Jovens têm mais interesse na política, diz pesquisa

Em meio ao cenário emblemático que o Brasil atravessa nas eleições 2018, os jovens poderão assumir na vida pública o que representantes da faixa dos 40 acreditam ter perdido. Essa parcela dos brasileiros mostra maior interesse em participar da política, seja assumindo um cargo de governo ou em disputas eleitorais.

Os dados fazem parte de uma pesquisa realizada pelo Datafolha em agosto deste ano. No levantamento, o grupo com idade entre 16 a 25 disse ter muito ou pouco interesse em encarar as urnas, 29%. Conforme a idade aumenta, a disposição reduz. De 26 a 40 anos, apenas 19% dos entrevistados responderam da mesma forma, já na faixa acima de 41 anos, a taxa é de 15%.

Daniel Brochier teme as consequências de escolhas mal pensadas

Nas ruas de Montenegro, os jovens atribuem o resultado ao desejo de viver os próximos anos em uma nação mais digna, democrática e de oportunidades. Para o estudante Daniel Brochier, 18, as motivações em entrar para a vida pública surgem a partir de constantes inquietudes. “Eu já integrei um grêmio estudantil e o que me levou a participar foram as péssimas condições da escola naquela época, era uma vergonha”, disse Daniel. “As pessoas acima dos 26 anos não irão perceber os efeitos de uma política ruim ao longo dos próximos anos como nós, que iremos viver mais que eles, por isso, precisamos nos preocupar e participar mais.”

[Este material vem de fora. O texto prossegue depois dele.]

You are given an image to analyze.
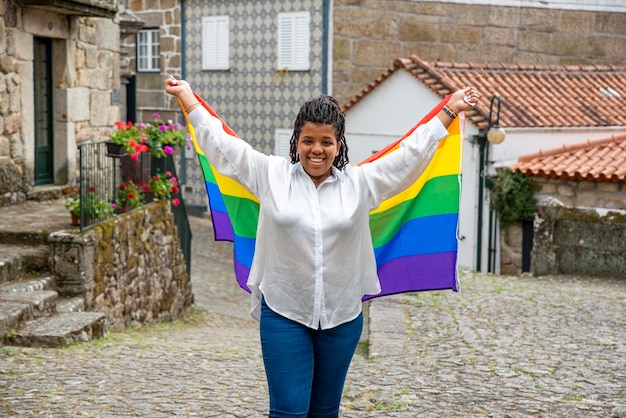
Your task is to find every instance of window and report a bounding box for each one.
[137,29,160,72]
[274,129,293,158]
[278,12,311,71]
[202,16,230,70]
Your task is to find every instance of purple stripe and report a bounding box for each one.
[235,260,250,293]
[363,252,459,300]
[211,210,235,242]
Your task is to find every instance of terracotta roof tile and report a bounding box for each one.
[344,55,626,129]
[511,133,626,182]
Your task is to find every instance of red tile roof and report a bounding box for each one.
[344,55,626,129]
[511,133,626,182]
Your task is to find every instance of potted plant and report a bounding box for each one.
[115,181,144,212]
[140,113,187,157]
[65,187,80,226]
[491,168,540,229]
[148,171,180,206]
[107,113,187,161]
[65,187,115,225]
[106,120,148,161]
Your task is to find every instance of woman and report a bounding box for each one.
[165,78,479,418]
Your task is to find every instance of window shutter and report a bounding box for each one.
[202,16,230,70]
[278,12,311,71]
[274,129,293,158]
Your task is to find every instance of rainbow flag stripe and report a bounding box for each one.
[181,94,464,299]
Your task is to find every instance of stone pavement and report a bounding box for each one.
[0,214,626,418]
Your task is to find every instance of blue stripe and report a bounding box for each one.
[234,235,256,268]
[204,181,228,213]
[374,213,459,266]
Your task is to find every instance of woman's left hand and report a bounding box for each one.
[448,86,480,113]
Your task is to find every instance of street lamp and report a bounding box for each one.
[474,93,506,271]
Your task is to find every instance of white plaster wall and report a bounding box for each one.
[346,70,480,269]
[346,70,623,272]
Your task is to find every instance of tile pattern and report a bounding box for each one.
[344,55,626,129]
[511,133,626,182]
[179,0,324,207]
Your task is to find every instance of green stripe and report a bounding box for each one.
[222,194,259,238]
[370,174,460,248]
[198,155,217,184]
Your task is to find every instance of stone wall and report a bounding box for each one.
[500,177,626,275]
[50,201,194,329]
[0,1,120,207]
[531,204,626,279]
[333,0,626,104]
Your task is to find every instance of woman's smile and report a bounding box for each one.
[297,122,339,184]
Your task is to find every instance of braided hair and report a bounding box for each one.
[289,95,348,170]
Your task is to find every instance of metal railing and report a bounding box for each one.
[73,142,192,274]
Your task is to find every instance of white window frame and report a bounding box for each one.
[202,16,230,71]
[137,28,161,73]
[277,12,311,71]
[274,129,293,160]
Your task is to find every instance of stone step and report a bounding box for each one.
[0,243,50,283]
[5,312,107,348]
[57,296,85,313]
[0,275,55,292]
[0,290,58,340]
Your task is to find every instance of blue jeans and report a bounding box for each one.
[260,300,363,418]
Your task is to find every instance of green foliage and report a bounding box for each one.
[109,113,188,161]
[491,169,541,229]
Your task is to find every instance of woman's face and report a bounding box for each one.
[296,122,340,178]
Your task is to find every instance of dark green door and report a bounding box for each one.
[34,38,54,186]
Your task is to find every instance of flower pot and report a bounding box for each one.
[105,141,128,158]
[70,212,80,226]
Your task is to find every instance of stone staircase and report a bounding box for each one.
[0,189,107,347]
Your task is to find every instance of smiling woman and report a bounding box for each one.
[296,122,341,187]
[164,78,479,417]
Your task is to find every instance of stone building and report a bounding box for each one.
[333,0,626,104]
[0,0,120,206]
[0,0,182,206]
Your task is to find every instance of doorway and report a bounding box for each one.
[34,38,54,186]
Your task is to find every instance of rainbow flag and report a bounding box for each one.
[181,93,464,299]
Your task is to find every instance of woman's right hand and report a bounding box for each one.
[163,76,199,113]
[163,76,193,100]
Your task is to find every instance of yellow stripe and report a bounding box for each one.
[211,169,259,202]
[371,134,461,214]
[187,123,204,155]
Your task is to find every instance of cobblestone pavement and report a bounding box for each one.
[0,214,626,418]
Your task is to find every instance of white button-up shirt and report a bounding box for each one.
[189,108,448,329]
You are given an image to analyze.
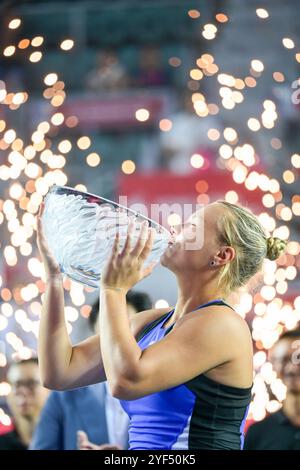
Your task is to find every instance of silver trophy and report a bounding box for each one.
[42,185,170,288]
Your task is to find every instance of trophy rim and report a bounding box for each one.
[45,184,170,235]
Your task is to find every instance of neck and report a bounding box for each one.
[15,416,37,446]
[282,392,300,426]
[173,274,225,321]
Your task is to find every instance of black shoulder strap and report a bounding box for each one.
[136,310,171,341]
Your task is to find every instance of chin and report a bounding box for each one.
[283,376,300,394]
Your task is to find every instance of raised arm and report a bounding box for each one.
[37,204,105,390]
[37,205,168,390]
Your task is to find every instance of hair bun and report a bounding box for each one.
[266,237,287,261]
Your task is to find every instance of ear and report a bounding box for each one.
[217,245,235,265]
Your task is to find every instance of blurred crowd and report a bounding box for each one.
[0,291,300,450]
[0,291,152,450]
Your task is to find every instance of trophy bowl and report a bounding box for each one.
[42,185,170,288]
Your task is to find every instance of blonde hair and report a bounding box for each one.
[216,200,287,294]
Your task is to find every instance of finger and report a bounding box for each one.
[139,228,156,261]
[120,222,134,256]
[77,431,89,447]
[38,201,45,217]
[142,261,158,279]
[111,231,120,260]
[131,221,149,257]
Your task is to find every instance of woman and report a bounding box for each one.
[37,201,286,450]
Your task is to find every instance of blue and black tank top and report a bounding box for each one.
[120,299,251,450]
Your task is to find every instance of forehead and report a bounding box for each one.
[7,362,39,382]
[190,202,224,222]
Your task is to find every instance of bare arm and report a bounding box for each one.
[38,277,168,390]
[38,278,106,390]
[37,204,168,390]
[37,204,105,390]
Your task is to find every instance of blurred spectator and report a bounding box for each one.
[244,328,300,450]
[30,292,151,450]
[77,291,152,450]
[86,49,128,91]
[0,358,48,450]
[132,46,169,88]
[160,93,218,174]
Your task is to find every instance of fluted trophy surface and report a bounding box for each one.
[42,185,170,288]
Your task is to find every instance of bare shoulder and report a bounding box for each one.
[130,307,172,336]
[174,305,252,349]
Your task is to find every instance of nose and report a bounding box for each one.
[170,224,182,236]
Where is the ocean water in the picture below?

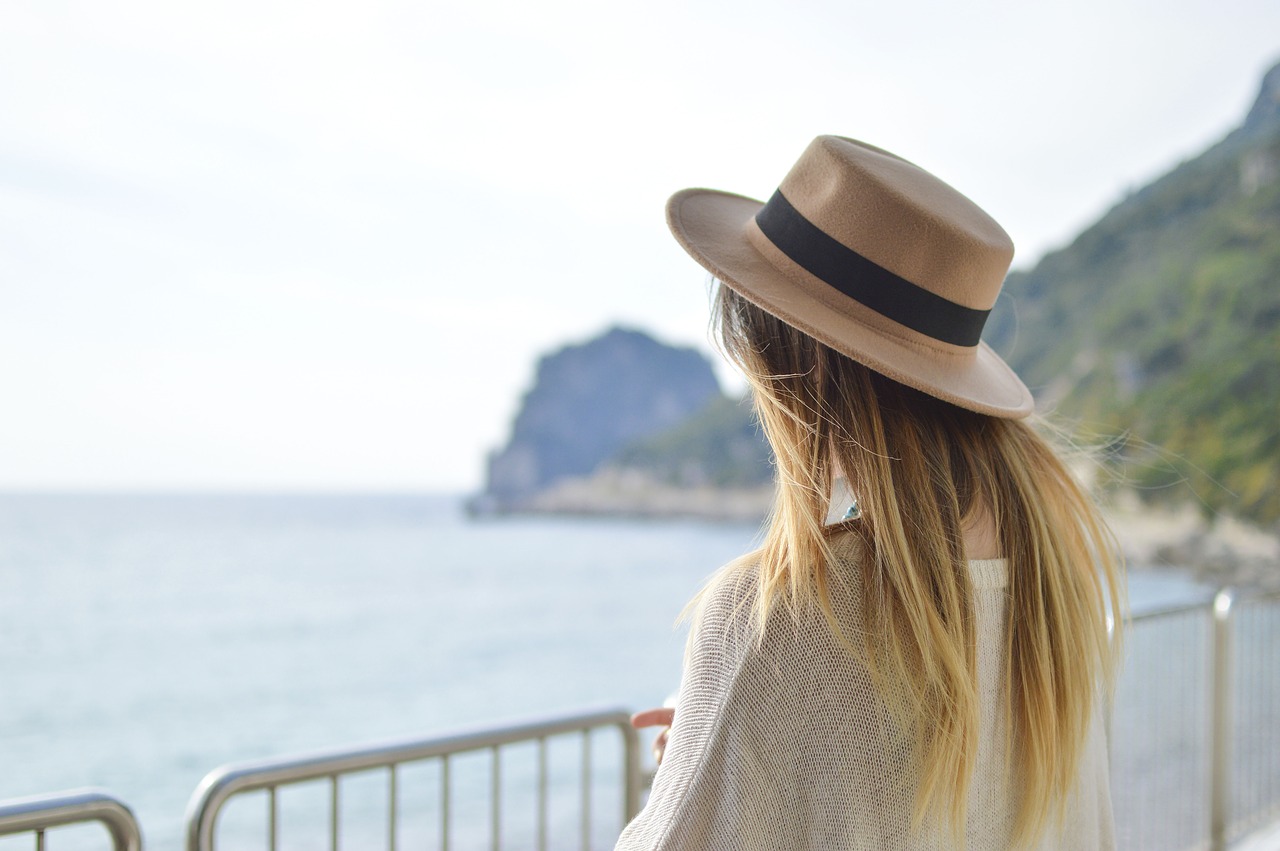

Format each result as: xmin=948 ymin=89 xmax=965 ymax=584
xmin=0 ymin=495 xmax=1206 ymax=848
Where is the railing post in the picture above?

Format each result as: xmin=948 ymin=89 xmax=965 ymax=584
xmin=1208 ymin=587 xmax=1235 ymax=851
xmin=618 ymin=720 xmax=644 ymax=827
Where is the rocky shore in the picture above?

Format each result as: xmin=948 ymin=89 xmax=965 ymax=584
xmin=481 ymin=468 xmax=1280 ymax=590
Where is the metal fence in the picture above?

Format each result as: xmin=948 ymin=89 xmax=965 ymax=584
xmin=0 ymin=591 xmax=1280 ymax=851
xmin=0 ymin=790 xmax=142 ymax=851
xmin=186 ymin=709 xmax=641 ymax=851
xmin=1111 ymin=590 xmax=1280 ymax=851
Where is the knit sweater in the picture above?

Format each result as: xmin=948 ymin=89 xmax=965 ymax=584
xmin=617 ymin=535 xmax=1115 ymax=851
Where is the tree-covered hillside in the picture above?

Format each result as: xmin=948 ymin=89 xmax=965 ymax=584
xmin=986 ymin=59 xmax=1280 ymax=522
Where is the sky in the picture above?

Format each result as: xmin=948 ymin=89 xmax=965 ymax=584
xmin=0 ymin=0 xmax=1280 ymax=491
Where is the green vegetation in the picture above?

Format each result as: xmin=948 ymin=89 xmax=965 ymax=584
xmin=987 ymin=67 xmax=1280 ymax=523
xmin=611 ymin=65 xmax=1280 ymax=523
xmin=612 ymin=395 xmax=773 ymax=488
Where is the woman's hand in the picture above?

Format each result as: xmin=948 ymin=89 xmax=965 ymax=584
xmin=631 ymin=706 xmax=676 ymax=765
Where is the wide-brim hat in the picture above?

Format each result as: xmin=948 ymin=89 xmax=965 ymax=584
xmin=667 ymin=136 xmax=1034 ymax=418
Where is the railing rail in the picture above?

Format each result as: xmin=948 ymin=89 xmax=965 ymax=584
xmin=1111 ymin=589 xmax=1280 ymax=851
xmin=0 ymin=790 xmax=142 ymax=851
xmin=186 ymin=709 xmax=641 ymax=851
xmin=0 ymin=589 xmax=1280 ymax=851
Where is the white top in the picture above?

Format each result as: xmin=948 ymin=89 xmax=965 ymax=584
xmin=617 ymin=535 xmax=1115 ymax=851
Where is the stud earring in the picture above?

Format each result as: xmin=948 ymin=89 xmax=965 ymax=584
xmin=840 ymin=497 xmax=863 ymax=521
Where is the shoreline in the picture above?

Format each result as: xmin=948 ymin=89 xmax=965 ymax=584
xmin=468 ymin=468 xmax=1280 ymax=590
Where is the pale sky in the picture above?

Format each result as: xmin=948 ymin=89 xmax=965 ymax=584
xmin=0 ymin=0 xmax=1280 ymax=490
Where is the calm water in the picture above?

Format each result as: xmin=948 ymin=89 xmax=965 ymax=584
xmin=0 ymin=495 xmax=1203 ymax=848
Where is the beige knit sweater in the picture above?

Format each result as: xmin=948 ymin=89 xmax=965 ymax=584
xmin=617 ymin=535 xmax=1115 ymax=851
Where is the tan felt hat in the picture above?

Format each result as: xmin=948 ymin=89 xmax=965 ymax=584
xmin=667 ymin=136 xmax=1034 ymax=418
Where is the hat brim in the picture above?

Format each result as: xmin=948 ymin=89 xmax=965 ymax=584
xmin=667 ymin=189 xmax=1036 ymax=418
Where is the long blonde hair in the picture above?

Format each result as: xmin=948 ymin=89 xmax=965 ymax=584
xmin=713 ymin=284 xmax=1123 ymax=843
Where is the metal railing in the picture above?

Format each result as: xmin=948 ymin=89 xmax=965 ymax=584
xmin=1111 ymin=589 xmax=1280 ymax=851
xmin=0 ymin=790 xmax=142 ymax=851
xmin=186 ymin=709 xmax=641 ymax=851
xmin=0 ymin=590 xmax=1280 ymax=851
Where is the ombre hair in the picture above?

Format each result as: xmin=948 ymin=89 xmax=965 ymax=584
xmin=713 ymin=284 xmax=1123 ymax=843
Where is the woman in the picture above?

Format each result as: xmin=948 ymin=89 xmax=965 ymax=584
xmin=618 ymin=137 xmax=1121 ymax=851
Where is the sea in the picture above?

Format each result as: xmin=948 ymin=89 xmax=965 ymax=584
xmin=0 ymin=494 xmax=1228 ymax=850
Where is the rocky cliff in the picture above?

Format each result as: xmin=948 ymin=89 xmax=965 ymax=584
xmin=476 ymin=328 xmax=721 ymax=511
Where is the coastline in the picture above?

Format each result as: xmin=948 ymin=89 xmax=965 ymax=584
xmin=472 ymin=467 xmax=1280 ymax=590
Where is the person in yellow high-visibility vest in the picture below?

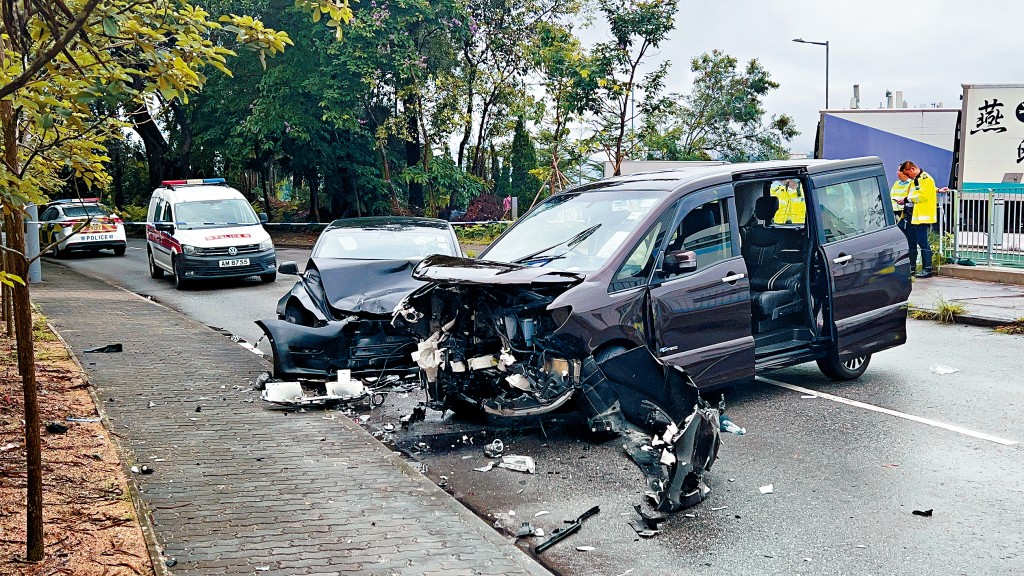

Adnilson Machado destaca as plataformas digitais como espaços importantes para troca de informações e atuação política

O futuro é o que mais preocupa o técnico de produção Adnilson Machado, 22. “Estamos mais engajados porque temos medo do que nos espera”, revela Machado. “Eu espero viver em um lugar mais democrático”, completa.

O regime democrático atrelado à tecnologia digital é um dos motivos que explicam a inserção dos jovens no campo político. É o que aponta o jornalista e doutorando em sociologia, Rogério dos Santos. Ele destaca que as condições econômicas e a liberdade comparada às gerações anteriores resultaram no protagonismo desse grupo nas manifestações de junho de 2013, quando milhões de pessoas de todo o país foram às ruas para cobrar mudanças.

“De lá para cá, a onda de indignação, revolta e envolvimento dos jovens na vida política só cresceu. Chamados a dialogar, eles foram instados a ter opiniões. Não existe aí uma novidade. Os jovens sempre tiveram opiniões. Muitas opiniões, diga-se. A diferença crucial agora é que o que eles dizem tem muito mais peso”, explica o pesquisador. “Eles são ouvidos e exercem influência sobre a família.”

Diferentes formas de atuação

Na era da tecnologia digital, a atuação política se mostra de diferentes maneiras. Na pesquisa do Datafolha, o compartilhamento de notícias é a forma mais comum de participação, onde 53% dos entrevistados com idade entre 16 a 25 anos afirmam ter compartilhado notícias e opiniões sobre sua cidade e seu país nas redes sociais. O percentual é próximo ao da faixa etária dos 26 a 40 (52 %), já naqueles com 41 anos ou mais, o número é menor (29%).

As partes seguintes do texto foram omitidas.